El ser humano es un animal político, dotado de las capacidades para y el deseo de una convivencia conjunta. Las instituciones que concreten este aspecto natural del hombre, por lo tanto, deben orientarse teleológicamente a un bien, a lo que denominamos bien común.
El concepto de bien común ha sido drásticamente distorsionado en los últimos siglos. Desde una perspectiva relativista y mecanicista, para la cual cualquier bien es un artificio de la voluntad, el bien común solo puede aspirar a ser entendido como el agregado de las preferencias individuales. Así, el Estado se torna en comisionado plenipotenciario para la concreción de esa voluntad popular y soberana.

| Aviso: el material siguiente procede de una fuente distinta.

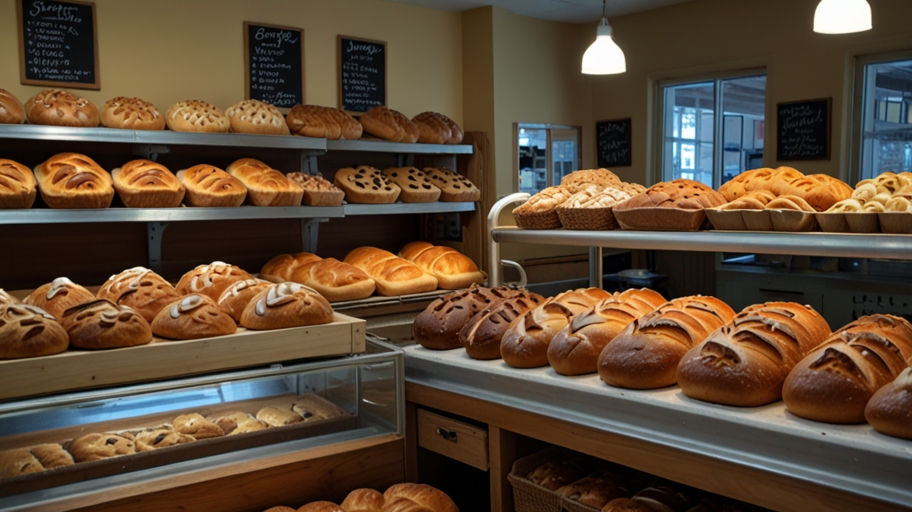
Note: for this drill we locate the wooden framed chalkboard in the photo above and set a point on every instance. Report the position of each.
(274, 64)
(362, 74)
(612, 140)
(58, 44)
(804, 129)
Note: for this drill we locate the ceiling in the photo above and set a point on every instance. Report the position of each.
(569, 11)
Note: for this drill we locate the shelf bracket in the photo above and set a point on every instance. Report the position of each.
(154, 233)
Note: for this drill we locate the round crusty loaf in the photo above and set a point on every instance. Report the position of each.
(132, 114)
(60, 108)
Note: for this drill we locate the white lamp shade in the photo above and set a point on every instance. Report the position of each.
(842, 16)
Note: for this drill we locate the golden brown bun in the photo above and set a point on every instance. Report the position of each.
(254, 116)
(60, 108)
(28, 331)
(835, 381)
(745, 362)
(196, 116)
(576, 348)
(392, 274)
(101, 324)
(18, 187)
(11, 109)
(208, 185)
(194, 316)
(286, 305)
(58, 296)
(646, 354)
(147, 184)
(132, 114)
(71, 180)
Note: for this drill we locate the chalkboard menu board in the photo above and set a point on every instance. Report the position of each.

Nosotros creemos que el bien común no es simplemente una estadística. Los seres humanos compartimos una naturaleza capaz de ser entendida. Esa misma debe ser el principio rector de cualquier comunidad, más aun la comunidad política. El fin supremo de la autoridad política—la ragion di Stato— es concertar fuerzas y actuar jerárquicamente en pro de esa naturaleza orientada a un bien común. El mismo posee una ineludible dimensión social sostenida en la internalización del bien común como propio, en los lazos fraternos que emanan de ese proceso y en la trinidad de paz, justicia y abundancia.